Wat betekent dit allemaal? Dit verdriet, deze droefheid, dit diepe gevoel van het verstrijken van de tijd die nog moet komen, maar zo angstaanjagend dichtbij is. Ik ben wie ik ben dankzij hem. Ik zat in het donkerblauwe fietszadel achterop zijn coole blauwe fiets met het dunne frame, de banden en de pijl van een leren zadel dat werd ondersteund door door het weer versleten veren. Ik herinner me hevige winterstormen toen hij mij, zijn kleine meisje, veilig en wel thuisbracht — mijn hand vasthoudend door de vicieuze sneeuwstormen die kwamen om takken van bomen te scheuren en ons onvermoeibaar te slaan met de bittere koude wind van de Noord-Atlantische Oceaan. Ik ga vaak terug naar deze oceaan. De Noord-Atlantische Oceaan en zijn kracht. Zijn kracht. Het zit in mij. Het zit in hem. Het zat ook in mijn grootmoeder. Het zat ook in mijn moeder, wiens dagen als verzorger al te lang zijn, maar met nog zoveel dagen die komen. We dragen het met ons mee. Het gehuil is onze kracht. Ik weet diep van binnen dat hij ook huilt. Hij verlangt ernaar een pad te vinden uit de mist die zijn geheugen permanent vertroebelt. Hij is een vechter. Ik ben ook een vechter. Dat zijn we allemaal.

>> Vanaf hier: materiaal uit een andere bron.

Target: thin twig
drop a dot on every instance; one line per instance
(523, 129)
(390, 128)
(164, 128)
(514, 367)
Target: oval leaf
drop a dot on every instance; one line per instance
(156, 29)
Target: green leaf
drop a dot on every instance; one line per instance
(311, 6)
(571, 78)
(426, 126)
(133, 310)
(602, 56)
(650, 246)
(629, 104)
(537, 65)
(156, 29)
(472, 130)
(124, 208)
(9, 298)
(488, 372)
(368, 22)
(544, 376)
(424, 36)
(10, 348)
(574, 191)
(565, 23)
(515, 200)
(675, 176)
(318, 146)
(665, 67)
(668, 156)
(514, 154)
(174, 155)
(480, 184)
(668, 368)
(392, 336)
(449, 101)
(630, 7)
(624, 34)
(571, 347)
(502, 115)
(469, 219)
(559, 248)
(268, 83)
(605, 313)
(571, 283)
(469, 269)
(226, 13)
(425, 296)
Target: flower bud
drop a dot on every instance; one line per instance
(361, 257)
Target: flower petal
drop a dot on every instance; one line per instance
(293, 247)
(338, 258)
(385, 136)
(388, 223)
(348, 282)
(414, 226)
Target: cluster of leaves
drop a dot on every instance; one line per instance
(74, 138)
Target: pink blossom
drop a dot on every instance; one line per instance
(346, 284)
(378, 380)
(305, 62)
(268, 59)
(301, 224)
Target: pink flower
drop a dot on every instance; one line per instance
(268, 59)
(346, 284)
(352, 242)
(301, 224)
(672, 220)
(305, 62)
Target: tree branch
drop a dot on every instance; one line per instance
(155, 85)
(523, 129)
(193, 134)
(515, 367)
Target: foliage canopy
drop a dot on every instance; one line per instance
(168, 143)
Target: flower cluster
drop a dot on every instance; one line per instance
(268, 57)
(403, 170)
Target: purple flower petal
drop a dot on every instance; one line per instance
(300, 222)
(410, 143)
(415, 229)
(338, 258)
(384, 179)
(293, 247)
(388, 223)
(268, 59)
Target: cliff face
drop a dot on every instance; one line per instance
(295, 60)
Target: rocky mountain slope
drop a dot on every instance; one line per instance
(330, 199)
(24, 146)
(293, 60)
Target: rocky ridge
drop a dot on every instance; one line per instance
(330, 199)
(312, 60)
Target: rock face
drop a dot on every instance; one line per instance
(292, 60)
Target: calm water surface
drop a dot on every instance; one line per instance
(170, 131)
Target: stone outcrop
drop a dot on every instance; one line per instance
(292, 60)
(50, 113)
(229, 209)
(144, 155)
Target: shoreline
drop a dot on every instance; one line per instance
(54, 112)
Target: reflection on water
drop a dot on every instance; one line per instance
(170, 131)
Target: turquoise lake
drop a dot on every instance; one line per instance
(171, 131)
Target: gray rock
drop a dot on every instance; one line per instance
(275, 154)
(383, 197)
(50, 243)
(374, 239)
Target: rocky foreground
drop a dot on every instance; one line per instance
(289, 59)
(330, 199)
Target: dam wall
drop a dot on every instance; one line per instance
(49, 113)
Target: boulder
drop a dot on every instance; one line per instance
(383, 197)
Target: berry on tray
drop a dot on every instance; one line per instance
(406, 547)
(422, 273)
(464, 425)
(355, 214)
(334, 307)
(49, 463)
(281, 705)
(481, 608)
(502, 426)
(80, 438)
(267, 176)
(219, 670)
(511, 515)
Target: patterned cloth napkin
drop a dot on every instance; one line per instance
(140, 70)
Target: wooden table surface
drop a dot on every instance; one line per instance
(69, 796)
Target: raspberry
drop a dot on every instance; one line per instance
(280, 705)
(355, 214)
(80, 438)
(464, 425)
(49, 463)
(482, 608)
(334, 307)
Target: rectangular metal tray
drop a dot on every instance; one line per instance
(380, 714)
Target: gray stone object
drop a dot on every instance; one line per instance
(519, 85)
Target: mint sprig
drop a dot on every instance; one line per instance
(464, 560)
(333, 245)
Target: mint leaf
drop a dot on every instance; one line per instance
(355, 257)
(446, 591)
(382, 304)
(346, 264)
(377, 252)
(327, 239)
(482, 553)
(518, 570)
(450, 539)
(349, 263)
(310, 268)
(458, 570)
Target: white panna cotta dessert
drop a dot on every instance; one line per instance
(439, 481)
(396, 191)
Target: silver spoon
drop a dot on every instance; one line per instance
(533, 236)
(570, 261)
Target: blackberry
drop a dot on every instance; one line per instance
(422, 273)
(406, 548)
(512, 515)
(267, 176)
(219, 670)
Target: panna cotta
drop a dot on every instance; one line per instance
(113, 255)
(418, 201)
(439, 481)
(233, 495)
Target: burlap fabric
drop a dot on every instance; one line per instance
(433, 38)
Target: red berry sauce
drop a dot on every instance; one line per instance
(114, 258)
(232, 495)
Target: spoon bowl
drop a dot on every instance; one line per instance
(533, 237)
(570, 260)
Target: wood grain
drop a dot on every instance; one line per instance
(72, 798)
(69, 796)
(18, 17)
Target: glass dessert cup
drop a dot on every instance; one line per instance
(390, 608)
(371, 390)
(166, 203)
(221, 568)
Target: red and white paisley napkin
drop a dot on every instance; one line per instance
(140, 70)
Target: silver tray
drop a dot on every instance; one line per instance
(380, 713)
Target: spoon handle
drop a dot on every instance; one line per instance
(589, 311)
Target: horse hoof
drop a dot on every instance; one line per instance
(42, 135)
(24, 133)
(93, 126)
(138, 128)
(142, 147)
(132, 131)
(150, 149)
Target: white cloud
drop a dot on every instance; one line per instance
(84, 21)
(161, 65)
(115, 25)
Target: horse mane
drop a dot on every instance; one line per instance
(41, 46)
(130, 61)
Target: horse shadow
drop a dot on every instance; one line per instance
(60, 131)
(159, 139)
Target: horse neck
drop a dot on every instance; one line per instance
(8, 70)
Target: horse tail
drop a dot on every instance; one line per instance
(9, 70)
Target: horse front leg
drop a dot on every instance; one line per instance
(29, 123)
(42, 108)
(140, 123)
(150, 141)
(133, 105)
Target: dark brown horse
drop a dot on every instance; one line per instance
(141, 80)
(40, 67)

Maar ik wou dat we het vechten konden overslaan.

Leef gewoon. Wees in het moment. Neem de momenten voor lief. De korte wandelingen naar de speeltuin. Oppassen terwijl mama en papa een avondje uit gaan. Mij bezoeken in mijn nieuwe stad. Wekenlang slapen op een matras naast zijn Emma, ​​nadat hij zijn kleindochter voor het slapengaan verhaaltjes heeft voorgelezen met stemmen die alleen hij kan. Met mij en Emma langs de grachten lopen. Zijn kleindochter ophalen van school. Deze momenten vormen de essentie van mijn verdriet. Hij is er nog. Maar het leven dat we hadden moeten hebben, is ons afgenomen. Er is geen antwoord op onze waarom-vragen. Alleen een mist die hem dreigt weg te nemen.

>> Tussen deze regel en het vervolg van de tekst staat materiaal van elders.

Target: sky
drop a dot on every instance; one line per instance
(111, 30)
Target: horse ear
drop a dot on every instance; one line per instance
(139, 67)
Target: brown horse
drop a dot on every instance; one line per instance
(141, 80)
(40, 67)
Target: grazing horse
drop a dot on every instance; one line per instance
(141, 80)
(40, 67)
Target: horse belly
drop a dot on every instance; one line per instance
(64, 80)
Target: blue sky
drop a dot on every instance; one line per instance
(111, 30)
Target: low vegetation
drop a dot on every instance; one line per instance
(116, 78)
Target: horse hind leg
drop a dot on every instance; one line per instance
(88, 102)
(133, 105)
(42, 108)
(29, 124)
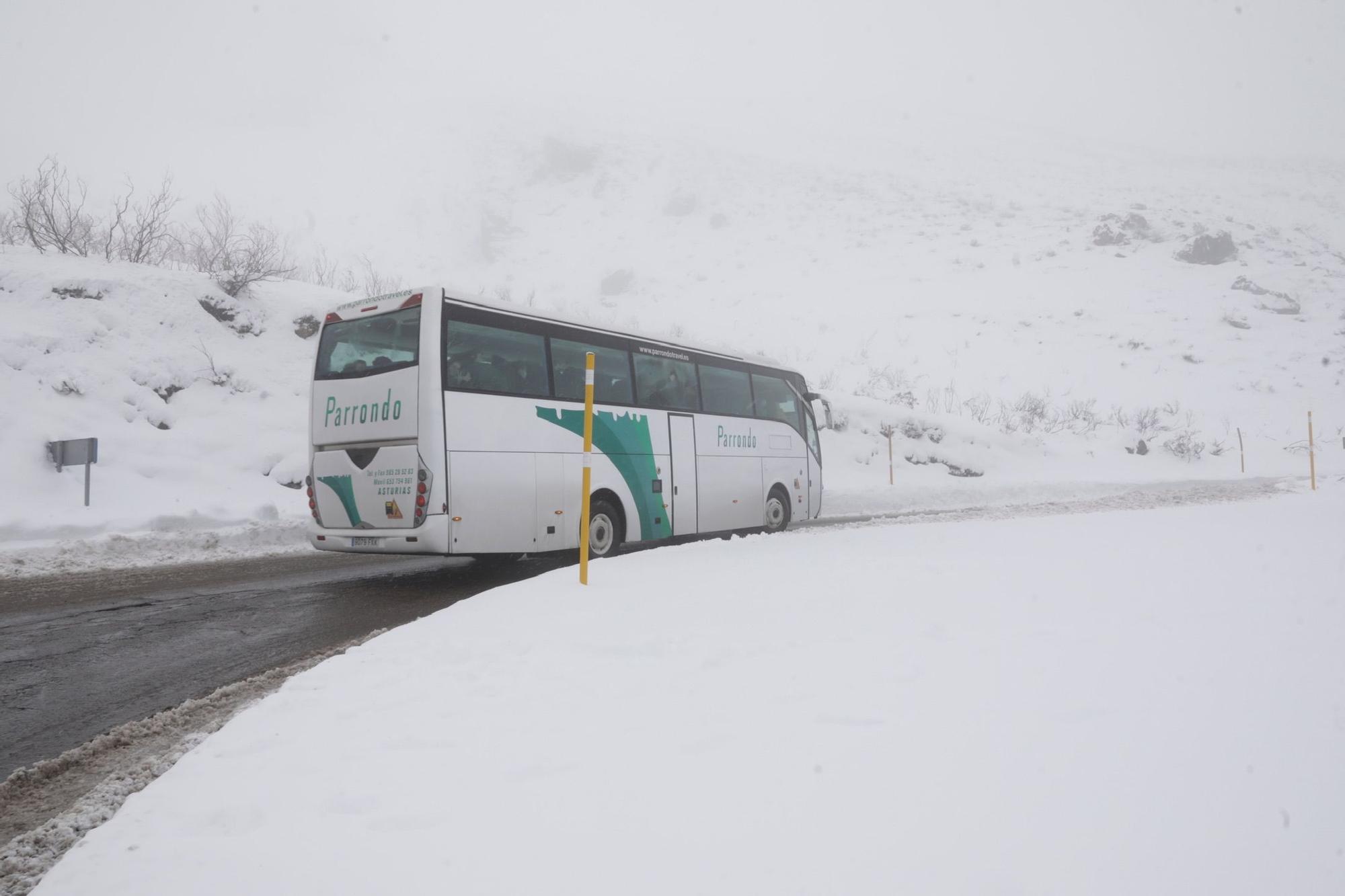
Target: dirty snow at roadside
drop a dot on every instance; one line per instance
(1121, 702)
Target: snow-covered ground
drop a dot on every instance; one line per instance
(954, 292)
(1109, 704)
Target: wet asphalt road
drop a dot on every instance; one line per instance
(84, 653)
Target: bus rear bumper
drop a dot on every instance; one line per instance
(430, 537)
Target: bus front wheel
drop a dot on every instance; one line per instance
(605, 529)
(777, 512)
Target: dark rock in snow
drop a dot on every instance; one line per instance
(1105, 236)
(76, 292)
(1210, 249)
(1117, 231)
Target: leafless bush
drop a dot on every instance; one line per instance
(147, 231)
(323, 270)
(1147, 421)
(235, 255)
(1082, 416)
(1186, 446)
(952, 403)
(215, 374)
(50, 213)
(978, 408)
(10, 233)
(375, 283)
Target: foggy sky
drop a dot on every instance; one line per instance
(217, 89)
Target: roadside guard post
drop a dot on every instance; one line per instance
(588, 470)
(72, 452)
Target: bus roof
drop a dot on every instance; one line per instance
(571, 322)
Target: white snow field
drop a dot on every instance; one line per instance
(956, 292)
(1113, 702)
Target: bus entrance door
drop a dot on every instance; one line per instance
(683, 447)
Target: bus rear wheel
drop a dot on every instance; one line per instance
(777, 510)
(605, 529)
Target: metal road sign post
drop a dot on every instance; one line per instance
(588, 470)
(72, 452)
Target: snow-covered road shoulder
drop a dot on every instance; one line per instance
(1098, 704)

Dus neem de kleine momenten. Elk moment is kostbaar. Elke kleine wandeling, elk klein meningsverschil, elk kort telefoontje, elk kort gesprek.

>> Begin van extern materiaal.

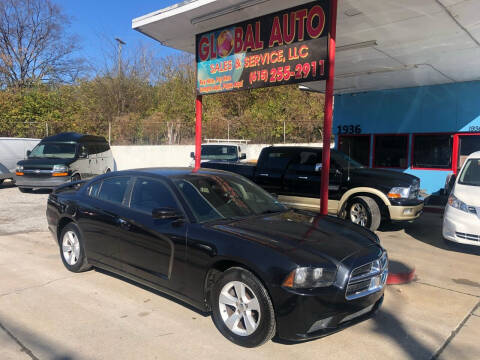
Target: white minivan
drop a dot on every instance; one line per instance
(461, 221)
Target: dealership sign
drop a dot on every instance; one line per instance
(286, 47)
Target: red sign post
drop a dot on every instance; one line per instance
(328, 117)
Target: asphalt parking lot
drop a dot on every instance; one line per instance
(47, 312)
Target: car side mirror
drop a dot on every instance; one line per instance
(166, 214)
(449, 183)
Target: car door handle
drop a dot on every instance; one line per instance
(123, 223)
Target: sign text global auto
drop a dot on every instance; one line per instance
(286, 47)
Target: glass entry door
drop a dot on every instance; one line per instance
(467, 144)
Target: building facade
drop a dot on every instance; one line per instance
(425, 131)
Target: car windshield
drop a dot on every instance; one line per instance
(213, 197)
(54, 150)
(471, 173)
(219, 152)
(345, 161)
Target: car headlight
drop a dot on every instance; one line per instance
(310, 277)
(457, 204)
(60, 168)
(399, 193)
(19, 170)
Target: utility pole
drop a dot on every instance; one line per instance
(120, 42)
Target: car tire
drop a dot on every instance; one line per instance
(247, 320)
(72, 249)
(364, 211)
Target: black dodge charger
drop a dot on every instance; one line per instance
(222, 244)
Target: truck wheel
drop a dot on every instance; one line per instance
(365, 212)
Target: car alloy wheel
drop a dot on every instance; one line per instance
(239, 308)
(72, 251)
(358, 214)
(71, 248)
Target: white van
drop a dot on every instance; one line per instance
(12, 150)
(461, 221)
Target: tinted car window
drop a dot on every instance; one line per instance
(276, 160)
(113, 189)
(149, 194)
(306, 161)
(93, 189)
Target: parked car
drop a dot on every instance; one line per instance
(219, 242)
(232, 151)
(461, 220)
(63, 158)
(13, 150)
(362, 195)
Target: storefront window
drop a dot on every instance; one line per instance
(391, 151)
(432, 151)
(357, 147)
(468, 145)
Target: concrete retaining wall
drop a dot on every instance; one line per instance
(134, 157)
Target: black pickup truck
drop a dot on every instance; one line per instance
(363, 195)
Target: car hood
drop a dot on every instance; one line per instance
(304, 234)
(395, 178)
(43, 163)
(468, 194)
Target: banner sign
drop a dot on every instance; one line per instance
(287, 47)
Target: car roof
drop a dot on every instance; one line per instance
(74, 137)
(174, 172)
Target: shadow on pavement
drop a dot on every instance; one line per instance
(25, 339)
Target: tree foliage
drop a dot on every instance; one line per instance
(143, 98)
(34, 46)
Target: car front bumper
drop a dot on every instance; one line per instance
(45, 182)
(303, 317)
(461, 227)
(405, 212)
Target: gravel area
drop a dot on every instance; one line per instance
(21, 213)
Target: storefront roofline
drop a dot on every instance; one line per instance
(382, 45)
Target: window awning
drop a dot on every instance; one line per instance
(380, 44)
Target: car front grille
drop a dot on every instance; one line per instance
(415, 189)
(368, 278)
(465, 236)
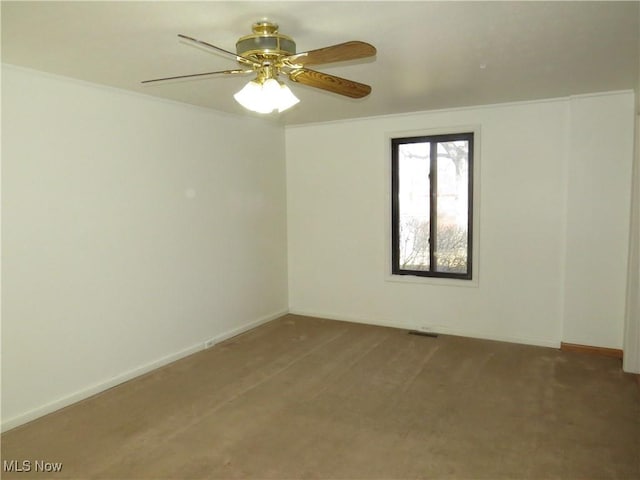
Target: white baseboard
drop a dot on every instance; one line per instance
(126, 376)
(443, 330)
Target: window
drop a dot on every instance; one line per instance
(432, 205)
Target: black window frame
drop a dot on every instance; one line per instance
(433, 182)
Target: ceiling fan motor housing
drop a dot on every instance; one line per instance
(265, 42)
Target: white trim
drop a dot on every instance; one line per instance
(539, 342)
(631, 339)
(131, 374)
(271, 120)
(458, 109)
(475, 264)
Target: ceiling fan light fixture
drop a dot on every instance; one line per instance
(266, 97)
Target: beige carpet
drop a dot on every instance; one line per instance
(311, 398)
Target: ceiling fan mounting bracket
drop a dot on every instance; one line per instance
(265, 43)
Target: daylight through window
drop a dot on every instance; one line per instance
(432, 182)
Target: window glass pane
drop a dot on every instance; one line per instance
(453, 202)
(413, 200)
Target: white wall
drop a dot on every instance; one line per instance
(600, 158)
(134, 229)
(631, 361)
(337, 180)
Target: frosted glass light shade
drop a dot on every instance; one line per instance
(266, 97)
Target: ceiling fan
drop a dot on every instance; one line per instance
(269, 54)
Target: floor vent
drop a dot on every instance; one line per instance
(423, 334)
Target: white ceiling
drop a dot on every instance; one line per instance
(431, 55)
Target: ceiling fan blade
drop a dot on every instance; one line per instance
(236, 57)
(331, 83)
(336, 53)
(226, 72)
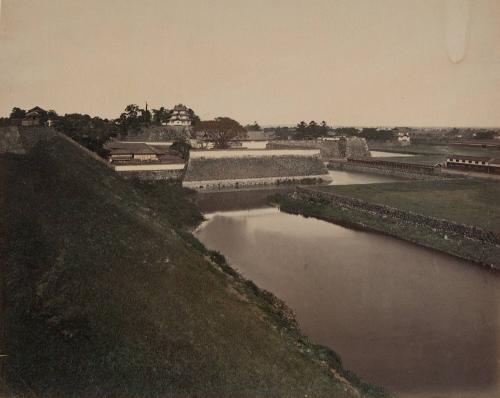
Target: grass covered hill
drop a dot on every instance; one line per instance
(107, 296)
(465, 201)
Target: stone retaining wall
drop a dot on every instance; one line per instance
(251, 167)
(347, 147)
(169, 175)
(389, 171)
(248, 182)
(443, 226)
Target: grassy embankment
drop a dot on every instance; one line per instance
(469, 202)
(108, 296)
(431, 154)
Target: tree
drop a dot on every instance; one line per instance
(160, 116)
(220, 131)
(194, 117)
(182, 147)
(346, 131)
(131, 118)
(253, 127)
(17, 113)
(485, 135)
(374, 134)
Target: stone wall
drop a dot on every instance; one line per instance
(265, 166)
(254, 182)
(439, 225)
(414, 174)
(168, 175)
(328, 149)
(16, 139)
(342, 148)
(159, 134)
(255, 167)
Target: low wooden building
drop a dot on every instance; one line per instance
(482, 164)
(34, 117)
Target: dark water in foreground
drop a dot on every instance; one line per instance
(417, 322)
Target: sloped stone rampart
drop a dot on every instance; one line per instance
(443, 226)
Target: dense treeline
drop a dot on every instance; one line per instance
(92, 131)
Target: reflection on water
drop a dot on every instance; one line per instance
(351, 178)
(381, 154)
(415, 321)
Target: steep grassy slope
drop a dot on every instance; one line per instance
(106, 298)
(471, 202)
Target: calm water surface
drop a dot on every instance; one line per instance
(419, 323)
(382, 154)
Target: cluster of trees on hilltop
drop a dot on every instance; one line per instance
(310, 131)
(220, 131)
(253, 127)
(92, 131)
(134, 117)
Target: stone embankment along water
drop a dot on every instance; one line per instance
(443, 226)
(224, 168)
(391, 168)
(348, 147)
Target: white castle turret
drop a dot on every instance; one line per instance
(180, 116)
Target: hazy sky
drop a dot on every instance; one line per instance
(349, 62)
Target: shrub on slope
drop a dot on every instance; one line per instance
(104, 298)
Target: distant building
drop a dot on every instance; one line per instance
(180, 116)
(404, 139)
(146, 161)
(34, 117)
(481, 164)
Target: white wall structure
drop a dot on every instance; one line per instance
(241, 153)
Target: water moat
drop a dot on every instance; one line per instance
(415, 321)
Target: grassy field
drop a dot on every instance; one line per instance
(108, 296)
(432, 154)
(454, 244)
(471, 202)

De wind waait zachtjes buiten mijn raam in Amsterdam. Ze is sterk maar stil. Ze vertelt me ​​dat ik mezelf moet omhullen met liefde. Dezelfde wind die mijn verdriet deelde al die jaren geleden op de avond dat mijn grootmoeder overleed. Ze troost me zoals mijn grootmoeder vroeger deed toen de wereld geen zin had.